Stability is a word missing from the Jane’s Addiction dictionary. In the eight years that have passed since their last studio album Strays, the group have broken up and reformed, put out a greatest hits album, a rarities collection and had something of a revolving door policy for the bass player’s position, with no less than four filling the post in the past couple of years.
Eric Avery’s return to the fold for the first time since the nineties should have been the final piece in the puzzle to reunite the classic Jane’s lineup, but it proved to be short lived, as was former Gun N’ Roses bassist Duff McKagan’s shift.
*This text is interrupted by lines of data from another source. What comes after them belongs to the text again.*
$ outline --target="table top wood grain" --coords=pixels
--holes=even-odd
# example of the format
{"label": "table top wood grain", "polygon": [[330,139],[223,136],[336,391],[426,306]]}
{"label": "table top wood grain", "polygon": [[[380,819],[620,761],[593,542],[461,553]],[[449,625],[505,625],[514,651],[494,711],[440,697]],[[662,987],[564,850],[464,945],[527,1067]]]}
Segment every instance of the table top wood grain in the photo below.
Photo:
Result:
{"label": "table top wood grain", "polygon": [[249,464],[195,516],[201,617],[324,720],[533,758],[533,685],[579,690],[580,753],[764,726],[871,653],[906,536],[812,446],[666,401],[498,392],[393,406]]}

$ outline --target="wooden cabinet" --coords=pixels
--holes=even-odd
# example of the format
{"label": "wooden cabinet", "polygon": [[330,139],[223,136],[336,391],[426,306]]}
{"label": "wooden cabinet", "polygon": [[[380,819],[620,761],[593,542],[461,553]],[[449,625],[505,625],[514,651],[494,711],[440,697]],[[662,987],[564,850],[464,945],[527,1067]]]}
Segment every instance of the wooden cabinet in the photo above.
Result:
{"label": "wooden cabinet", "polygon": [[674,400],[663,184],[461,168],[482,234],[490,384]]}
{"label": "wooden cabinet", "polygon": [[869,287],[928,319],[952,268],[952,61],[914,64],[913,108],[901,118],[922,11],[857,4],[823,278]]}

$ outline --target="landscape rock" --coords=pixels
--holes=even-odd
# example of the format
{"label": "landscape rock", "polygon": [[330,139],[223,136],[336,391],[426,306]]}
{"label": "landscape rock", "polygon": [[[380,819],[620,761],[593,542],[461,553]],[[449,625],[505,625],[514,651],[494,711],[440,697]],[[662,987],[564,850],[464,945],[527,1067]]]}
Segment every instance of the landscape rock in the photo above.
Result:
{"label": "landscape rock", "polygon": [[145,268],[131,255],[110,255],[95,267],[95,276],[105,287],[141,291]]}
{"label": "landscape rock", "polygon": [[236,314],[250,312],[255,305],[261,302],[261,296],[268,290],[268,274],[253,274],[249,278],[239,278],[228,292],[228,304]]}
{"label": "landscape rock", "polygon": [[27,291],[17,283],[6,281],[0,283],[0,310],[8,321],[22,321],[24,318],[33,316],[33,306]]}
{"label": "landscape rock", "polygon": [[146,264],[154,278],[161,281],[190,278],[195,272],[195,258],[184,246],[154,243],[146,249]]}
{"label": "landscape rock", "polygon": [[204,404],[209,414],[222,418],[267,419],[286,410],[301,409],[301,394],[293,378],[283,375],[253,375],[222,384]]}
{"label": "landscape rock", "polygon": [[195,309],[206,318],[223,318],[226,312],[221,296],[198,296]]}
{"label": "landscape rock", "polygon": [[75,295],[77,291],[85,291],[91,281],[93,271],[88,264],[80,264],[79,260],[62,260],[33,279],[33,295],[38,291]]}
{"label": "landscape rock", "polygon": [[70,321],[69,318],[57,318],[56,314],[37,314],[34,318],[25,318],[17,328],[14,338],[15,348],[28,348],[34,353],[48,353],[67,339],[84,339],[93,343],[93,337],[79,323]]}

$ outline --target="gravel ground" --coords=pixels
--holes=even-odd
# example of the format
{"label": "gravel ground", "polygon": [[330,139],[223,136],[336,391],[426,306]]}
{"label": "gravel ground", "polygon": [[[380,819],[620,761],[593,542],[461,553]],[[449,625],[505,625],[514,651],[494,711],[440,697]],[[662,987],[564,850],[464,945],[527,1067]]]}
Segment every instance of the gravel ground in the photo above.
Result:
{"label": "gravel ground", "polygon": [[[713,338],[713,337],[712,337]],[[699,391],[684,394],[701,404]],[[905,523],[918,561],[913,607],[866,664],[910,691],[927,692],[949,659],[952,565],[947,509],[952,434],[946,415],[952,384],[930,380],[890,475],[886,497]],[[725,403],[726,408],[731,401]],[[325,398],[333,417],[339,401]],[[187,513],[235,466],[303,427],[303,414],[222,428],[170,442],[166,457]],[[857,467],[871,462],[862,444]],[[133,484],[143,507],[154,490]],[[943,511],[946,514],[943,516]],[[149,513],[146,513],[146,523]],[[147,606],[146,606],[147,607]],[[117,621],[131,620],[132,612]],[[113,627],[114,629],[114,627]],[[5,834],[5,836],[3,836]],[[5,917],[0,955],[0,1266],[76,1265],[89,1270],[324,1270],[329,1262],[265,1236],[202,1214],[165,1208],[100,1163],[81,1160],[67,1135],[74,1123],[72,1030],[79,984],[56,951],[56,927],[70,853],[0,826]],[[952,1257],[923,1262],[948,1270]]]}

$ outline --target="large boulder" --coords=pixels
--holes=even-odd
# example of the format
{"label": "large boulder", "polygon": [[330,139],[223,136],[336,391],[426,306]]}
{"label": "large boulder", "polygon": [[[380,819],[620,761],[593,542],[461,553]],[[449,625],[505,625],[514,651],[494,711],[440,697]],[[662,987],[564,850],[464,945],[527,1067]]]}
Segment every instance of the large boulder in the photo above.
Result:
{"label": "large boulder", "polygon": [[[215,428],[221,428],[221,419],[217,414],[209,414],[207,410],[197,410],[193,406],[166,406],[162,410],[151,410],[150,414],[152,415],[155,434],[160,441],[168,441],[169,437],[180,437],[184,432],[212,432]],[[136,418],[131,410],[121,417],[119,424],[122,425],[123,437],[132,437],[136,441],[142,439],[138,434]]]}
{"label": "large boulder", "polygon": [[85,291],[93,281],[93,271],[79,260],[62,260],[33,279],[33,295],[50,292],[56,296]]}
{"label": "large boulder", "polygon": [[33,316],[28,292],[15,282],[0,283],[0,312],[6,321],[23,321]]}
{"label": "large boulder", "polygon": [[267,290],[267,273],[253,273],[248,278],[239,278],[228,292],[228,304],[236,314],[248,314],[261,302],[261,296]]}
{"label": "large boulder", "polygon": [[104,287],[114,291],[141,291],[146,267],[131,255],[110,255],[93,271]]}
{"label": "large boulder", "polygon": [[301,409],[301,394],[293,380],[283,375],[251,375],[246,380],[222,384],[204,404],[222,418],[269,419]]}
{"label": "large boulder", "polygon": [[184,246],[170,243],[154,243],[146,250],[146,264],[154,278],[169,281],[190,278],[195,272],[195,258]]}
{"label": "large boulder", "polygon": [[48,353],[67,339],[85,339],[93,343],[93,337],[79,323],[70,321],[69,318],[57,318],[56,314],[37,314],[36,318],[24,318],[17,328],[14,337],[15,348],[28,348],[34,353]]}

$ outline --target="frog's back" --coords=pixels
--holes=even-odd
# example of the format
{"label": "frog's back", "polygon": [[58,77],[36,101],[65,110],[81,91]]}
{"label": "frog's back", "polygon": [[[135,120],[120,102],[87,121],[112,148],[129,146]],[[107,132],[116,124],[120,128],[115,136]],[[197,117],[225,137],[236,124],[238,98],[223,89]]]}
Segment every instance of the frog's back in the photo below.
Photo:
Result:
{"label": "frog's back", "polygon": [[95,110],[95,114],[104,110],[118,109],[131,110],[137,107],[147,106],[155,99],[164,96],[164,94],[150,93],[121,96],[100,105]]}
If you thought that was high profile, enter TV on the Radio‘s Dave Sitek, who contributed bass (and no doubt some knob twiddling) to this album but will not tour, which has earned a recall for Chris Cheney, who appeared on Strays.
Confused? The album is a similar conundrum.
The riff-driven Underground is an underwhelming opener with Perry Farrell wailing his way through the song. End To The Lies leans more to the classic Jane’s sound, its minimal dub intro sparking to life under Dave Navarro’s solos and Farrell adopting a gutter punk approach as he spits out his vocals.
As curator of Lollapalooza, Farrell has been on record stating that he used the exposure to other bands and sounds to rethink the creative process for the album’s sound and direction, which trickles out with mixed results. Curiosity Kills certainly sparkles as one of the better-produced songs, bass and percussion driving it as it morphs into a hazy psychedelic number and shows Jane’s at their best.
The midpoint peters with two bland stabs at epic rock with I’ll Hit You Back and Ultimate Reason. Sandwiched between them however is one of the album’s standout songs, Twisted Tales. Farrell is at his most sincere: “I have no mother, I felt no trust, no family structures.”
Splash A Little Water On It swills sequenced drum loops, acoustic guitars and classic solos from Navarro as the album takes a deeper, more psychedelic turn. Broken People picks up on that trail and turns out to be the album’s best moment, echoing the classic Three Days with its rainy guitars, pulsing bass line and Farrell in full flamboyant swoon.
Words Right Out Of My Mouth as a closer proves to be something of a curveball, beginning with a sample of Farrell talking to a doctor about the loss of his voice before launching into the heaviest song on the album, a thrashy punk rock stomper that shifts tempo into an epic breakdown before cranking back to full throttle.
The Great Escape Artist is the least cohesive of all Jane’s Addiction’s albums. You sense a tussle between the band’s desire to push their sound forward while remaining true to it. Whilst there are moments when they do strike the right balance, too often the album meanders into nondescript epic rock territory and lacks the creative punch of their earlier works. It’s by no means a disaster, with some of their best songs sitting in this collection, but even with repeated listens there’s no ridding the sour taste of feeling shortchanged.